Question: What animal or group of animals decides what needs to be modified? How do they survive long enough to be modified? It literally makes no logical sense, although the predominant number of scientists today will use complex language to muddy the waters; when broken down to the simplest form, does evolution make sense? 

Note also that the number one definition in the Merriam-Webster dictionary for evolution is "one of a set of prescribed movements."  One set of "prescribed" movements? Prescribe means "to lay down as a guide, direction, or rule of action", "to specify with authority", and "to lay down a rule". 

How can evolution, which is treated as the sheer happenstance of circumstances, be guided? Who sets the guide?

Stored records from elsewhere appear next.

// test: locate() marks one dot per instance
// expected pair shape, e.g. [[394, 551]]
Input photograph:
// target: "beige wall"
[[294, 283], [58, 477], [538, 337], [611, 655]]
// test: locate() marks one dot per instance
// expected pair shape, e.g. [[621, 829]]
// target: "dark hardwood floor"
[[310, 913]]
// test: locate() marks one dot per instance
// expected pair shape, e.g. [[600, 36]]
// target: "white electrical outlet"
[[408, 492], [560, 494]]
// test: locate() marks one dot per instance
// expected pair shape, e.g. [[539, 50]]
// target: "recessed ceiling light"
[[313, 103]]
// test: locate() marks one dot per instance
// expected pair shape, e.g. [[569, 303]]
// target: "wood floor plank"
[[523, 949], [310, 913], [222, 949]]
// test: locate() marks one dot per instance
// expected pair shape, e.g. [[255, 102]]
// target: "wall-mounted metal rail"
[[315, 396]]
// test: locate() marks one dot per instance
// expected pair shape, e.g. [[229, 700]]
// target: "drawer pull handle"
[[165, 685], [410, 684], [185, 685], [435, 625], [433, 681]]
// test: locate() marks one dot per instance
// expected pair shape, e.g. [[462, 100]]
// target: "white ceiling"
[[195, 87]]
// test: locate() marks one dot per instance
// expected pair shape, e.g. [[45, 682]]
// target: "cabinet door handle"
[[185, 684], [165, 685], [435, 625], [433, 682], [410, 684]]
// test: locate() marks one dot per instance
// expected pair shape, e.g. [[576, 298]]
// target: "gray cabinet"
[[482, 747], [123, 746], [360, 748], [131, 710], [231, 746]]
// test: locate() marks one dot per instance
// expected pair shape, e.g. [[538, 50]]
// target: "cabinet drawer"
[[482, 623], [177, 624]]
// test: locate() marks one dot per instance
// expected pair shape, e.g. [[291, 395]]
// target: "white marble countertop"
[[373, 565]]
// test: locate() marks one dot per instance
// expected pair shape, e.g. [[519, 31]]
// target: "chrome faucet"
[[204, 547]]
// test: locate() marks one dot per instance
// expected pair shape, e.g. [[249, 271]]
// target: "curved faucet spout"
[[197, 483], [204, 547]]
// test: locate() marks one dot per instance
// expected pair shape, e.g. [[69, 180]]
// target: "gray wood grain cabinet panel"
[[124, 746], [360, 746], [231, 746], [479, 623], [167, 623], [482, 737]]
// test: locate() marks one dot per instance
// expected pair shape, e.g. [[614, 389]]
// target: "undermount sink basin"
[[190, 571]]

Another sub-definition of evolution is "a process of continuous change from a lower, simpler, or worse to a higher, more complex, or better state."  This definition was applied indirectly to society, but it is often applied to "scientific" evolution as well (think of terms like "evolved higher beings").  Why do we assume that if evolution is purely by happenstance and that there is no intelligence involved that it would automatically go from simple to more complex, or "worse" to "better"? How often do societies actually do so? 

It seems that even in the evolutionist's overwhelming desire to explain away God, some still logical part of their brain realizes the reality of an intelligent designer and they subconsciously understand that for something like the legs of a wolf to operate correctly a design must have taken place.